Oh, there’s one more thing you can see from this gorgeous spot that I couldn’t help noticing. The very epicentre of Sydney culture. A superb architectural statement in its own right. Separated by a mile of choppy water, sits the iconic Opera House. And separated it should be too from a nutcase wearing Kiss make-up. I’d have thought this gloriously refined venue would be the last place to welcome the progenitors of ‘I was made for lovin’ you’ and the adolescently cringeworthy, ‘Lick it up.’

But have you ever seen an opera? Blood, guts, fire and screaming. Before the advent of cinema this was where you went for such things. And have you seen who attends such spectacles? A good number would hail from Cremorne Point. It’s an age-old tradition stretching back to antiquity; the wealthy top precenters dressing up in their finest to watch musical actors marrying, stabbing, adulterising and making love to each other. Usually in make-up and extraordinary costume and always with an extraordinary soundtrack.

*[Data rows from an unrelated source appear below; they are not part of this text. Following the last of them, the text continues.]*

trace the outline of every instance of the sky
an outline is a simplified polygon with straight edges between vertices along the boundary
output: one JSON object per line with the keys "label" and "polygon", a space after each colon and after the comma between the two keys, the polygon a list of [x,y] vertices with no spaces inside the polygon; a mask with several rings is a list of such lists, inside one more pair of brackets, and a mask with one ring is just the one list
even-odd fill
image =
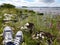
{"label": "sky", "polygon": [[0,0],[0,5],[3,3],[13,4],[18,7],[60,7],[60,0]]}

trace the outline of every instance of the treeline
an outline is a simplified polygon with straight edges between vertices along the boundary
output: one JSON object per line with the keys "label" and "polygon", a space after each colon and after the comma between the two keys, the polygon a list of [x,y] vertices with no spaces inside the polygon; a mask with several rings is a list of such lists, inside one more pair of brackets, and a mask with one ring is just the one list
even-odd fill
{"label": "treeline", "polygon": [[15,8],[15,6],[14,5],[12,5],[12,4],[2,4],[2,5],[0,5],[0,8]]}
{"label": "treeline", "polygon": [[[0,5],[0,9],[1,8],[16,8],[16,6],[15,5],[12,5],[12,4],[6,4],[6,3],[3,3],[2,5]],[[22,8],[27,8],[26,6],[22,6]],[[18,13],[20,13],[21,15],[22,15],[22,13],[25,13],[26,14],[26,12],[27,12],[27,14],[29,15],[29,13],[31,13],[31,15],[34,15],[36,12],[35,11],[33,11],[33,10],[25,10],[25,9],[22,9],[22,10],[18,10],[17,8],[16,8],[16,10],[17,10],[17,12]],[[24,11],[23,11],[24,10]],[[37,12],[37,15],[44,15],[44,13],[39,13],[39,12]]]}

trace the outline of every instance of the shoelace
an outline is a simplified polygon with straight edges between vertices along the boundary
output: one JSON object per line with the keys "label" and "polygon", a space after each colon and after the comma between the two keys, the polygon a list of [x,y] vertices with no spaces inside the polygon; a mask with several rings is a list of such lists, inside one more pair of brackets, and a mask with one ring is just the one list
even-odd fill
{"label": "shoelace", "polygon": [[22,36],[19,36],[19,37],[15,38],[14,43],[15,43],[15,45],[19,45],[19,43],[21,43],[21,41],[22,41]]}
{"label": "shoelace", "polygon": [[7,32],[7,33],[5,33],[5,38],[4,38],[4,42],[5,43],[7,43],[7,42],[9,42],[9,41],[12,41],[12,35],[11,35],[11,33],[10,32]]}

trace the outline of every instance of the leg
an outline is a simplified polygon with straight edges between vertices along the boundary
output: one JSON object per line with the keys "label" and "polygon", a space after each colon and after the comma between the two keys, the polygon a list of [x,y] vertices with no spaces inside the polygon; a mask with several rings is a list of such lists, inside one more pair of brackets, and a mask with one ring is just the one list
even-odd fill
{"label": "leg", "polygon": [[8,42],[6,45],[15,45],[13,42]]}

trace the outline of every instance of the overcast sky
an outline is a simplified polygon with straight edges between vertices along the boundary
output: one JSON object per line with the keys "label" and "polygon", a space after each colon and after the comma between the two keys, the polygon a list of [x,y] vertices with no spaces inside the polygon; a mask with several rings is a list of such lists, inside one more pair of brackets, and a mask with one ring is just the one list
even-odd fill
{"label": "overcast sky", "polygon": [[0,4],[10,3],[15,6],[60,7],[60,0],[0,0]]}

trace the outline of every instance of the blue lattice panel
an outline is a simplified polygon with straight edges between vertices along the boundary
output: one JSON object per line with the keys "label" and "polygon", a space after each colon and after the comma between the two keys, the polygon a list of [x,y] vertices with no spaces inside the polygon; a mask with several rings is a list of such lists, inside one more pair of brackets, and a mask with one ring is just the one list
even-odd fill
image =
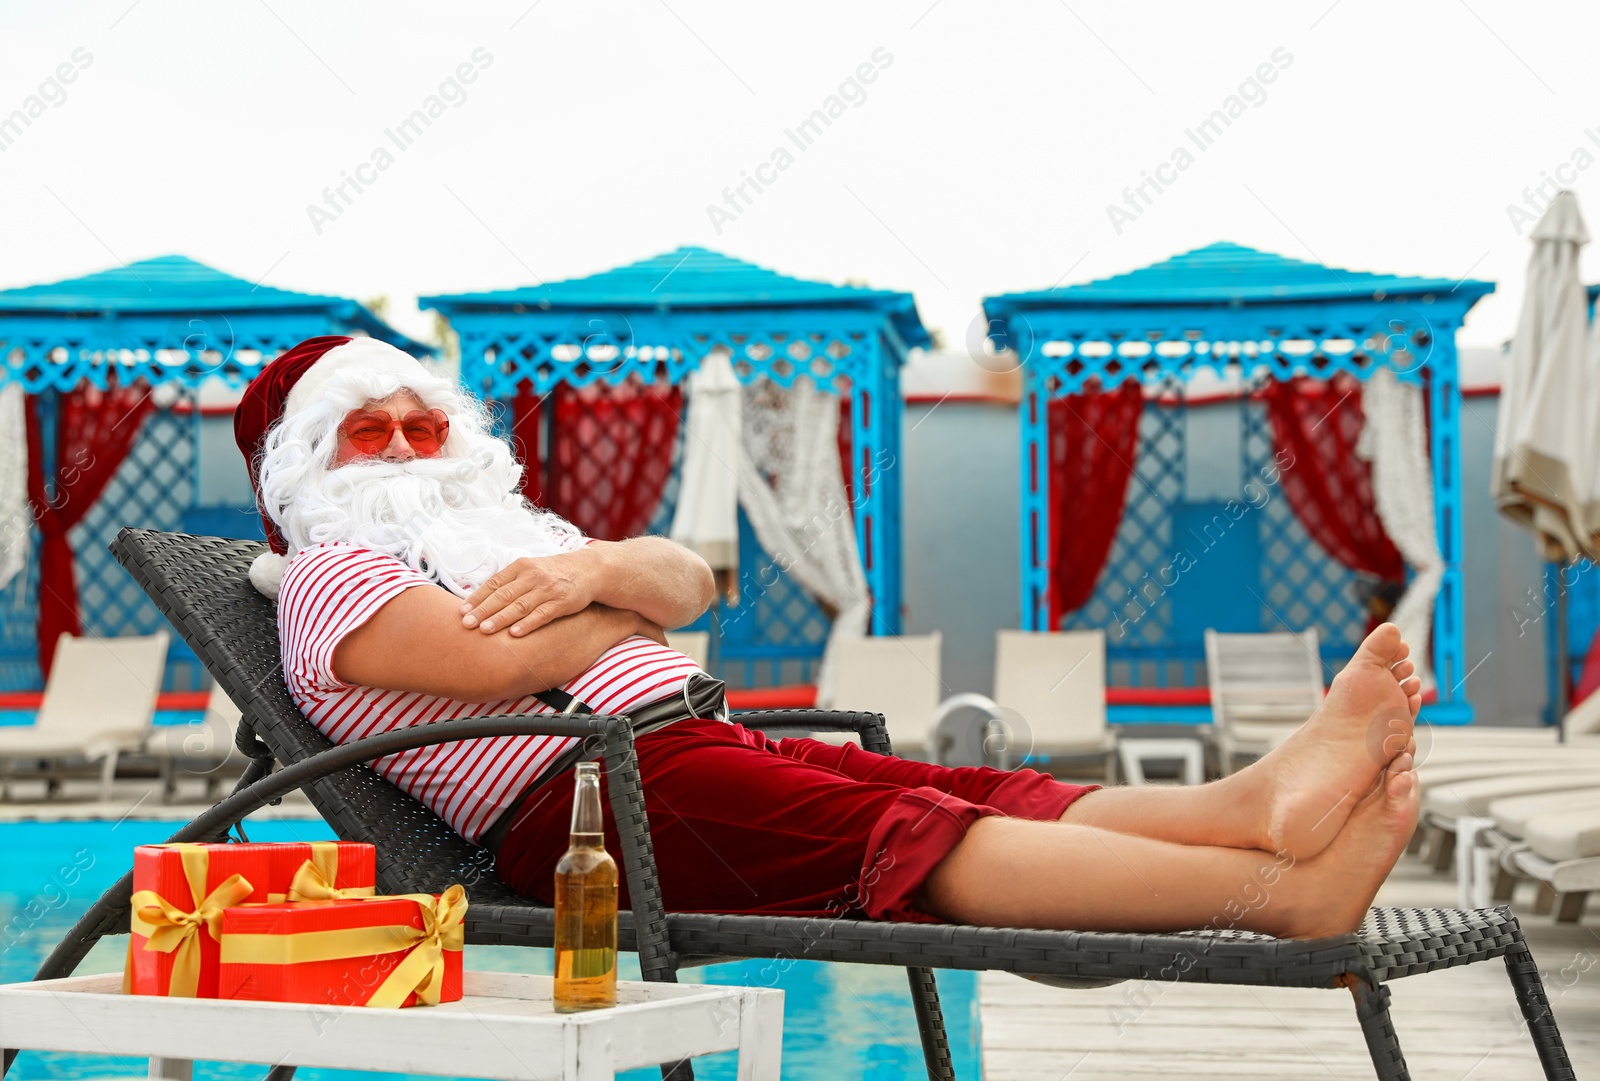
{"label": "blue lattice panel", "polygon": [[[1210,408],[1218,408],[1212,406]],[[1271,477],[1266,411],[1240,402],[1240,497],[1189,501],[1187,472],[1203,448],[1187,445],[1182,404],[1147,404],[1139,457],[1111,556],[1084,606],[1063,629],[1104,628],[1113,686],[1202,686],[1207,626],[1230,631],[1315,627],[1329,675],[1366,625],[1359,577],[1330,558],[1294,516]]]}
{"label": "blue lattice panel", "polygon": [[325,316],[292,312],[10,316],[0,321],[0,381],[19,382],[30,394],[84,383],[103,390],[115,368],[125,384],[142,379],[192,388],[221,379],[242,386],[296,342],[342,329]]}
{"label": "blue lattice panel", "polygon": [[461,379],[475,394],[505,398],[519,386],[545,394],[558,384],[620,383],[630,376],[681,383],[714,349],[726,350],[744,382],[765,376],[782,386],[805,377],[839,390],[841,379],[880,377],[880,319],[863,313],[826,318],[788,312],[738,315],[594,312],[459,313]]}
{"label": "blue lattice panel", "polygon": [[1366,379],[1388,368],[1418,383],[1453,342],[1458,305],[1353,300],[1284,305],[1270,316],[1221,306],[1152,306],[1129,311],[1029,311],[1010,316],[1002,341],[1024,357],[1054,393],[1090,380],[1188,381],[1200,372],[1274,379],[1343,372]]}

I’m not going to get into a debate about the nature and fach (settle, it’s a German word, meaning classification) of singing and art and culture, but as an avid fan of both opera and Kiss, if it weren’t for the distinctly lacking libretto (that’s the story, Italian term, you’re learning a lot today) let me suggest the path between the two is linear, not quantumly tangential.

And so, while to a casual observer glancing down from their multi-million-dollar mansion that morning, the scene of Gene Simmons gliding like a black and white-faced shark across the blue oasis, a trail of blood staining the water behind, would have brought a gasp and an averting of the eyes, to a casual opera-going observer in their multi-million-dollar mansion, well, a knowing nod and a raising of the pulse would have been not only likely, but unavoidable. This is art, they knoweth.

There’s a shower at the far end of the pool and with no-one in sight, there I stood, post-swim, make-up and blood running down my face, staring across the water at the Opera House. And did I see, did I imagine it, maybe it was just the sunlight on the harbour, but I think she winked at me.

MacCallum pool was #535 on the author’s quest to swim 1000 pools around the world.